Aucklanders' uptake of public transport is low and despite growth in recent years, the car remains their preferred means of getting to and from work, a new report commissioned by Auckland Transport shows.
The study by Richard Paling Consulting Ltd used data from the 2018 Census covering peoples' travel to work and education to look at key journey patterns in the Auckland region.
The report states: "The predominant mode for both the journey to work and journey to education is the private car. While the numbers commuting by public transport have increased substantially since 2013, their share of the total across the region remains low."
Public transport accounts for over half of all the commuter trips into the city centre, but that is in direct contrast with those further away from the CBD, particularly in South Auckland.
For people in the city's outer urban areas 80 percent of their journeys to and from work involve use of a car.
The report said any gains made from people using public transport to commute to and from the city centre were offset by the heavy reliance on private vehicles in outer urban areas like South Auckland.
"It appears that there is no simple 'solution' to the problem of car dependency - it is best to focus on addressing mode shift where it supports trips to work and education (eg in the isthmus and inner urban areas)."
It found the high use of cars in outer urban areas was driven by a number of factors, including the industries people were employed in, social deprivation, travelling distances and transport choices.
An AT report accompanying the study's findings said the higher use of public transport in central and inner urban areas was also concentrated near major transport hubs for rail, bus and ferry services, indicating the importance of access.
Transport and urban design blog Greater Auckland editor Matt Lowrie said the fact the report was based on data from the 2018 Census and only looked at commuters meant it provided a limited snapshot of how Aucklanders travel.
Despite its limitations, Lowrie said it raised some interesting points.
"Auckland's public transport has improved, but it's coming off a small base. So it's contributing a lot to some areas and not a lot in others."

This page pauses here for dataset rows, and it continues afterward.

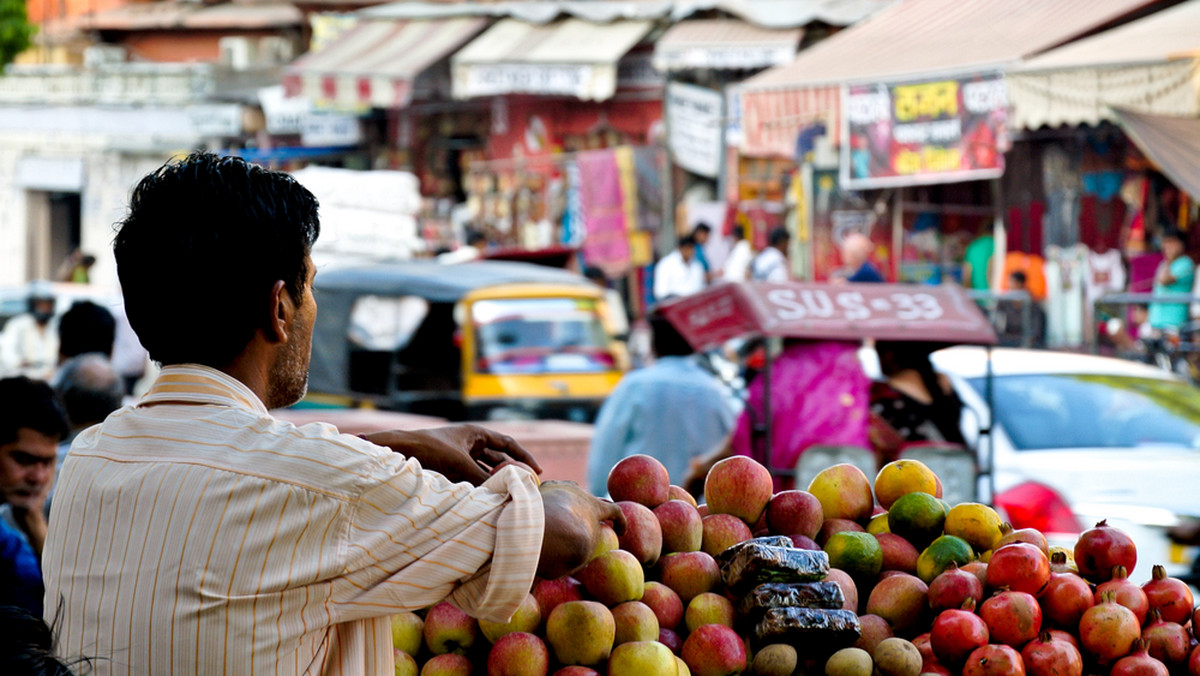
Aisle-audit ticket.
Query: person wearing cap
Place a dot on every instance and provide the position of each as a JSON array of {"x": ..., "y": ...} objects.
[{"x": 29, "y": 344}]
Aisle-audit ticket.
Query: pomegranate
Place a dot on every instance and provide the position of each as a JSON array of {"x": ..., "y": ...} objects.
[
  {"x": 1027, "y": 536},
  {"x": 1126, "y": 592},
  {"x": 994, "y": 660},
  {"x": 1167, "y": 641},
  {"x": 1013, "y": 618},
  {"x": 1139, "y": 663},
  {"x": 1170, "y": 596},
  {"x": 953, "y": 587},
  {"x": 1020, "y": 567},
  {"x": 1065, "y": 599},
  {"x": 1045, "y": 656},
  {"x": 1060, "y": 562},
  {"x": 1108, "y": 629},
  {"x": 958, "y": 633},
  {"x": 1103, "y": 548}
]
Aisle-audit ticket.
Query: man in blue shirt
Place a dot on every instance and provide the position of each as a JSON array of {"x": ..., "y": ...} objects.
[
  {"x": 672, "y": 410},
  {"x": 31, "y": 424}
]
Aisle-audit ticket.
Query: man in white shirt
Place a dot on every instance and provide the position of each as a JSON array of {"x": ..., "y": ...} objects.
[
  {"x": 771, "y": 265},
  {"x": 737, "y": 265},
  {"x": 679, "y": 273}
]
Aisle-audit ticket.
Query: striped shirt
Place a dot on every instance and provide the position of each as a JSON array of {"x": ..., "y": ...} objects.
[{"x": 193, "y": 533}]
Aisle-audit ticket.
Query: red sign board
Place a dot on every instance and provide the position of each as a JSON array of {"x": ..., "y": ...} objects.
[{"x": 823, "y": 311}]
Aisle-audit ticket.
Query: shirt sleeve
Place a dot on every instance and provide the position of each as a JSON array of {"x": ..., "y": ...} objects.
[{"x": 415, "y": 538}]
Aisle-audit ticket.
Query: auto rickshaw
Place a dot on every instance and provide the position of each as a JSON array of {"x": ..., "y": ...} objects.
[
  {"x": 481, "y": 340},
  {"x": 850, "y": 312}
]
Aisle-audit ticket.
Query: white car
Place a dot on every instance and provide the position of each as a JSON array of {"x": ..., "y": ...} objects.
[{"x": 1116, "y": 440}]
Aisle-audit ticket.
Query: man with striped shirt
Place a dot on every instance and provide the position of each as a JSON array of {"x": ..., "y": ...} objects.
[{"x": 195, "y": 533}]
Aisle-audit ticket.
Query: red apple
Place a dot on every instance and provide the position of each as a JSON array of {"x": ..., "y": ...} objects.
[
  {"x": 449, "y": 629},
  {"x": 519, "y": 653},
  {"x": 682, "y": 526},
  {"x": 795, "y": 513},
  {"x": 641, "y": 479},
  {"x": 642, "y": 536},
  {"x": 738, "y": 485}
]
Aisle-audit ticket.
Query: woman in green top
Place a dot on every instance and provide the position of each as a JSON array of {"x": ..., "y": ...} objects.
[{"x": 1174, "y": 277}]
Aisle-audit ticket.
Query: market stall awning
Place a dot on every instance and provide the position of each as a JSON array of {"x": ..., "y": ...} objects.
[
  {"x": 377, "y": 63},
  {"x": 1171, "y": 143},
  {"x": 175, "y": 15},
  {"x": 825, "y": 311},
  {"x": 564, "y": 58},
  {"x": 724, "y": 45},
  {"x": 913, "y": 40},
  {"x": 1149, "y": 65}
]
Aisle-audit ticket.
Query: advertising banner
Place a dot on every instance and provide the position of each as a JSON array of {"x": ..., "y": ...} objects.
[
  {"x": 928, "y": 132},
  {"x": 695, "y": 127}
]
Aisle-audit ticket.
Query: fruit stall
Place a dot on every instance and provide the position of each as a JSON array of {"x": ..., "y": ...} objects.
[{"x": 852, "y": 576}]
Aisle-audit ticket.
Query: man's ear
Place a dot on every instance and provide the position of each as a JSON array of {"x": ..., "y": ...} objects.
[{"x": 282, "y": 311}]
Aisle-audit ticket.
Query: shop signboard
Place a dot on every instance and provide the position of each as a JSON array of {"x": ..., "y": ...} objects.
[
  {"x": 924, "y": 132},
  {"x": 695, "y": 127}
]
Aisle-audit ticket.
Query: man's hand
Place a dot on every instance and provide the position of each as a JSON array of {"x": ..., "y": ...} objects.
[
  {"x": 574, "y": 522},
  {"x": 460, "y": 453}
]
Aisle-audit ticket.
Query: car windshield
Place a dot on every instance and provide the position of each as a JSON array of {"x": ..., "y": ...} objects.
[
  {"x": 1095, "y": 411},
  {"x": 540, "y": 335}
]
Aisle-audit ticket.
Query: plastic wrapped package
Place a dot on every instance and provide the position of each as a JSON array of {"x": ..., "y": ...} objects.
[
  {"x": 756, "y": 563},
  {"x": 791, "y": 594},
  {"x": 769, "y": 540},
  {"x": 808, "y": 627}
]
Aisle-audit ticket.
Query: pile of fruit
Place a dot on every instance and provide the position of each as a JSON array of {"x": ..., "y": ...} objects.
[{"x": 850, "y": 578}]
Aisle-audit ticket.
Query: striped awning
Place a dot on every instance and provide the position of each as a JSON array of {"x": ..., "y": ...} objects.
[
  {"x": 563, "y": 58},
  {"x": 912, "y": 41},
  {"x": 724, "y": 45},
  {"x": 377, "y": 63}
]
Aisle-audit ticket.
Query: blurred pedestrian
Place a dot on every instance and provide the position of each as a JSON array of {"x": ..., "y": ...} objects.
[
  {"x": 29, "y": 344},
  {"x": 1174, "y": 276},
  {"x": 85, "y": 328},
  {"x": 856, "y": 256},
  {"x": 673, "y": 410},
  {"x": 679, "y": 273},
  {"x": 737, "y": 264},
  {"x": 771, "y": 264},
  {"x": 31, "y": 424},
  {"x": 77, "y": 268},
  {"x": 257, "y": 545}
]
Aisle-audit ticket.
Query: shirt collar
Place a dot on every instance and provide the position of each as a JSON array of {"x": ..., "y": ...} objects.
[{"x": 193, "y": 383}]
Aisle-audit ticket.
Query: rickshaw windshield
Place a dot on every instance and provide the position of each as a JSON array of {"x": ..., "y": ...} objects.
[{"x": 540, "y": 335}]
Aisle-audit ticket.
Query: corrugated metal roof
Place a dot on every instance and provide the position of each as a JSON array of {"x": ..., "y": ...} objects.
[
  {"x": 376, "y": 61},
  {"x": 173, "y": 15},
  {"x": 934, "y": 37},
  {"x": 767, "y": 13},
  {"x": 569, "y": 41},
  {"x": 1157, "y": 37},
  {"x": 1171, "y": 143},
  {"x": 724, "y": 43}
]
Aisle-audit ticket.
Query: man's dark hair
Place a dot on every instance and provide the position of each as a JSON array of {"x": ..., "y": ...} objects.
[
  {"x": 87, "y": 328},
  {"x": 90, "y": 389},
  {"x": 27, "y": 645},
  {"x": 597, "y": 275},
  {"x": 778, "y": 235},
  {"x": 30, "y": 404},
  {"x": 204, "y": 241},
  {"x": 665, "y": 339}
]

Lowrie said the report's claim that there was no simple solution and AT should instead focus on getting people out of their cars and onto public transport in select areas was disappointing.
"Where we do put in good quality public transport people use it. So what it does show is we need to do a better job of providing services in those areas like south Auckland.
"Once we have that in place we will see the shift. But we need to start doubling down. We can't wait another decade for change."
Lowrie said with the massive growth planned for areas like Drury, Pukekohe and Takanini, better public transport was needed now.
Auckland councillor Chris Darby is a liaison councillor on the board of AT. He said the paper made for interesting reading.
"We can't back away from these challenges. These are big key issues we have to face up to."
He said to get people in South Auckland out of their cars and onto public transport meant they had to be able to access them.
"We've got to do better in those areas."
More frequent bus services in South Auckland - AT
An AT spokesperson said in a statement that the report's findings were in line with previous studies and expectations. But it was working on providing better public transport services in areas like south Auckland.
Projects such as the City Rail Link would increase the frequency of trains to and within the south, while the Puhinui interchange would provide improved bus services to the airport and surrounding areas.
It had also earmarked $90 million for cycleways and related projects in Manukau and Māngere.
"Depending on funding we also want to invest in more frequent bus services with longer hours of operation across more of South Auckland. All of these investments will improve travel options, increase their attractiveness and support 'mode shift' from private vehicles."
In January the government announced the $12 billion NZ Upgrade Programme. The infrastructure package included $1.3bn for the Mill Rd project which will run between Manukau and Drury.
It also included $371m for the electrification of the rail lines between Papakura and Pukekohe and two new stations at Drury Central and Drury West, which will be built from 2023 at a cost of $247m, while $423m was earmarked for the widening of the southern motorway between Papakura and Drury.